Date: 1900
Owner: Taller de Impresiones Oficiales, La Plata, Argentina
Source Type: Images
Florentino Ameghino made this chart to help prove his fossil-based theory that all apes and people descended from a Patagonian primate that lived during the Cretaceous period. While today there is consensus among modern scientists that humans evolved in Africa, Ameghino postulated that Homo sapiens' ancestors crossed from South America to Africa when those continents were connected and evolved into the various types of Old World protohumans. South America did not contain anthropomorpha like Homo erectus because such species were actually evolved from homo sapiens. Ameghino thus turned Darwinian evolution on its head: humans were not an improved kind of ape, but apes were a beastly evolutionary offshoot of us. As he wrote in his article "Les Formations Sedimentaires," "C'est ne pas l'Homme qui apparait comme un Singe perfectionne, sinon au contraire les Singes qui appraissent comme des homes bestializes" (loosely translated as "men are not improved apes, apes are men turned into beasts") (Ameghino 1906, 558).

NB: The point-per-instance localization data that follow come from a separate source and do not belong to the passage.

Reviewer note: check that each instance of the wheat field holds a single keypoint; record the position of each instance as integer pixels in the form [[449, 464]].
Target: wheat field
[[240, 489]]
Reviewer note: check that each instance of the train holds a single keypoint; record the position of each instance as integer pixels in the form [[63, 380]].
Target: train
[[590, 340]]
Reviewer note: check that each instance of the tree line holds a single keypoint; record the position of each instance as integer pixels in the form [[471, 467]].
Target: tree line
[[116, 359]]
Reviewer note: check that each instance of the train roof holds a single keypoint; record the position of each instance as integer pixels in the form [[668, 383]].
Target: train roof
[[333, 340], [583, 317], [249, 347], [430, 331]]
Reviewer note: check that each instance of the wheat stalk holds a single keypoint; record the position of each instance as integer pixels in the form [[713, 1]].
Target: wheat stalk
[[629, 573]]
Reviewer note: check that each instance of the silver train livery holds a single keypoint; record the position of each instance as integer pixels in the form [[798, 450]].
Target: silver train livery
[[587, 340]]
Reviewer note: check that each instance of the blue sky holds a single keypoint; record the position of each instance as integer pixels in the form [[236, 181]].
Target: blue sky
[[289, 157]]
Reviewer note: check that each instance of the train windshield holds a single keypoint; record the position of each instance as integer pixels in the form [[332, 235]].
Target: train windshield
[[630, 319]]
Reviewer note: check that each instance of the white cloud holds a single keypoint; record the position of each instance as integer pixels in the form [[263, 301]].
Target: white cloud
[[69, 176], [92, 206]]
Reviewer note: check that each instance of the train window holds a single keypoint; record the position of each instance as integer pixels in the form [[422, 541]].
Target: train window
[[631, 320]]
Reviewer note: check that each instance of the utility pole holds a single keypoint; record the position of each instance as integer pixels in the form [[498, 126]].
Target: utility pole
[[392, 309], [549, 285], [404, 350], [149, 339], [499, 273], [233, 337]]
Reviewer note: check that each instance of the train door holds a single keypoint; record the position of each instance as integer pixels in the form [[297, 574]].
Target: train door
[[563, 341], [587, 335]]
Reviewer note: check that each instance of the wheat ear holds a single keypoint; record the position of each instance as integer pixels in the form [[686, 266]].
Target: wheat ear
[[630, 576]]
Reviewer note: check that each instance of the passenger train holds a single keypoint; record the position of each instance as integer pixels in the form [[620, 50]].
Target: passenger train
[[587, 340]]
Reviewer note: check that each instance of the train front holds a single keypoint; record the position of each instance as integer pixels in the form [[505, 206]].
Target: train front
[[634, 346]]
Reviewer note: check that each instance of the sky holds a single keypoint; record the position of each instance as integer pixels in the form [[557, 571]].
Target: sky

Ameghino's nationalistic brand of paleontology--especially his ideas about the descent of humans--was very popular both in South America and southern Europe, regions that had long been relegated to a secondary role in the overall process of evolution and thus took a kind of pan-Latin pride in Ameghino's science. Argentine schoolbooks even published a version of Ameghino's evolution of man, a process that began with primitive primates in Patagonia and ended with modern citizens living in urban centers.
These neat charts and theories, however, were based on real fieldwork, expeditions in which Florentino himself took almost no part (he visited Patagonia for the first time in 1903). His brother Carlos took the lead in this crucial aspect of the family business by wandering around Patagonia, excavating fossils, and recording their strata. Florentino (who was given name recognition for these collaborative works) interpreted Carlos' evidence from the comfort of his position as director of the Museo Nacional de Buenos Aires, where he was free to make the collected bones fit into his ideas about the primacy of Argentina in vertebrate mammal paleontology. The work of the Ameghinos is an important reminder that even empirical science is a complicated process; many distinct steps go into something like interpreting a fossilized tooth, all of which are vulnerable to subjective interpretation.
Reference: Podgorny, Irina. "Bones and Devices in the Constitution of Paleontology in Argentina at the End of the Nineteenth Century." In Science in Context, vol. 18, no. 2 (2005), pp. 249-283.
CITATION: From Obras Completas y Correspondencia Cientifica de Florentino Ameghino, volumen IV, Vida y obras del sabio. Dirigida por Alfredo J. Torcelli. La Plata: Taller de impresiones oficiales, 1915.